Émile Durkheim was born April 15, , to a family of rabbinical scholars living in the Vosges region of France. Although he broke with his Judaic heritage by becoming an agnostic, the ordered and respectable nature of his home life would have a lasting effect upon his attitudes and interests.
The Elementary Forms of the Religious Life () [Excerpt from Robert Alun Jones. Emile Durkheim: An Introduction to Four Major grupobittia.comy . Introduction. David Émile Durkheim was born on 15 April , in Épinal, France, in the region of Lorraine.
His influential, conservative Jewish family had lived in the region for several generations.
Understanding Past and Current Societies. Society is a population of people who share the same geographic territory and culture. In sociology this typically refers to an entire country or community. Average people tend to use the word society differently than do sociologists.
Emile Durkheim was born on April 15, in Lorraine, France - The Life of Emile Durkheim introduction.
Extra-Social Causes. Durkheim suggested that, a priori, there are two kinds of extra-social causes sufficiently general to have an influence on the suicide grupobittia.com, within the individual psychological constitution there might exist an inclination, normal or pathological, varying from country to country, which directly leads people to commit suicide. The Division of Labor in Society [Emile Durkheim, George Simpson] on grupobittia.com *FREE* shipping on qualifying offers. Émile Durkheim is often referred to as the father of sociology. Along with Karl Marx and Max Weber he was a principal architect of modern social science and whose contribution helped established it as an academic discipline. Slow Death and Overdoses Many people wonder if the use of alcohol and drugs is a way of committing suicide by "slow death." Most persons who abuse these substances are taking them chiefly as a kind of self-medication to reduce their stress.

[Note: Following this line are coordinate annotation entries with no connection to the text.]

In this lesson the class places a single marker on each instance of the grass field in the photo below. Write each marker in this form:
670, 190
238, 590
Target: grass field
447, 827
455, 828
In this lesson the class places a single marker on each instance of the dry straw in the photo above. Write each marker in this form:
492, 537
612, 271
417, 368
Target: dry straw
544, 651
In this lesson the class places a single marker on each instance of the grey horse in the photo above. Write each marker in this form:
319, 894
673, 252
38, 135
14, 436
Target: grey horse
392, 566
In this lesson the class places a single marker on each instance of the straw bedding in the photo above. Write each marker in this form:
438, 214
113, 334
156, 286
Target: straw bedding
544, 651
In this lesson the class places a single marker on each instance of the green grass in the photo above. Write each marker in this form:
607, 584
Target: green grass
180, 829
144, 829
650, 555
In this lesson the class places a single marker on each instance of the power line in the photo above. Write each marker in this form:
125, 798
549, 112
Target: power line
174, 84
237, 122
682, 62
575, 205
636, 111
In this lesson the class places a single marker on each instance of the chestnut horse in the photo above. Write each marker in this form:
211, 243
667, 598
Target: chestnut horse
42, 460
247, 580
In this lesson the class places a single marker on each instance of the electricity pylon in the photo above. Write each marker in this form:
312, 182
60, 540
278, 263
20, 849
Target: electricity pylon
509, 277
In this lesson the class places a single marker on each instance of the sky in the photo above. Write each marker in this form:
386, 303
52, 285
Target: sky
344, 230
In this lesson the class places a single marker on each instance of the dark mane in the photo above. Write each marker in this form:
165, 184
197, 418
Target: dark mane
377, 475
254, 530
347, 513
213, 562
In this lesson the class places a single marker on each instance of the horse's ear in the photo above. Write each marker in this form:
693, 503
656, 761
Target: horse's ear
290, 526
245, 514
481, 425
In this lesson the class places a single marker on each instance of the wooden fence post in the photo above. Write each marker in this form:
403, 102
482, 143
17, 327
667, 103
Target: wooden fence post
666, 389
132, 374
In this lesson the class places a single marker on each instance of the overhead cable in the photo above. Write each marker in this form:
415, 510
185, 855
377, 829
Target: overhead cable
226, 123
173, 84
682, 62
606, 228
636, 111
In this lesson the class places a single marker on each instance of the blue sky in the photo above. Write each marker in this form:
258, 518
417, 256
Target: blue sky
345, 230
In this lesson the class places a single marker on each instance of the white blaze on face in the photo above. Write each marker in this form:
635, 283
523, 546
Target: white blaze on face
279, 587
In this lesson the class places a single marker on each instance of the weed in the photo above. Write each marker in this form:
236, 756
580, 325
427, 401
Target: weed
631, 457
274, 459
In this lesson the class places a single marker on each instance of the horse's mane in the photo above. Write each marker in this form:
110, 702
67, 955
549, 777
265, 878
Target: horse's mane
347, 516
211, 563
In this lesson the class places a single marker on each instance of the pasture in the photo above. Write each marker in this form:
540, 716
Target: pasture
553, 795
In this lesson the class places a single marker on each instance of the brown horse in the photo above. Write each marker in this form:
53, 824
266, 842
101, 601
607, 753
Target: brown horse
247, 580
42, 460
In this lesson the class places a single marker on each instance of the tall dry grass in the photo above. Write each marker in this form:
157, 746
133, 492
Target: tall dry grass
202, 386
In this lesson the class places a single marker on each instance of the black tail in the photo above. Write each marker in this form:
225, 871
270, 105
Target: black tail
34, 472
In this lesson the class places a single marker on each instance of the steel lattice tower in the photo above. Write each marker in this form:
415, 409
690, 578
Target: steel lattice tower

He was born to be the son of a chief Rabbi and it quickly expected that young Emile would follow suit of the occupations of his father, grandfather, and great-grandfather. Emile was sent to a rabbinical school.
Émile Durkheim (—) Émile Durkheim was a French sociologist who rose to prominence in the late 19 th and early 20 th centuries. Along with Karl Marx and Max Weber, he is credited as being one of the principal founders of modern sociology.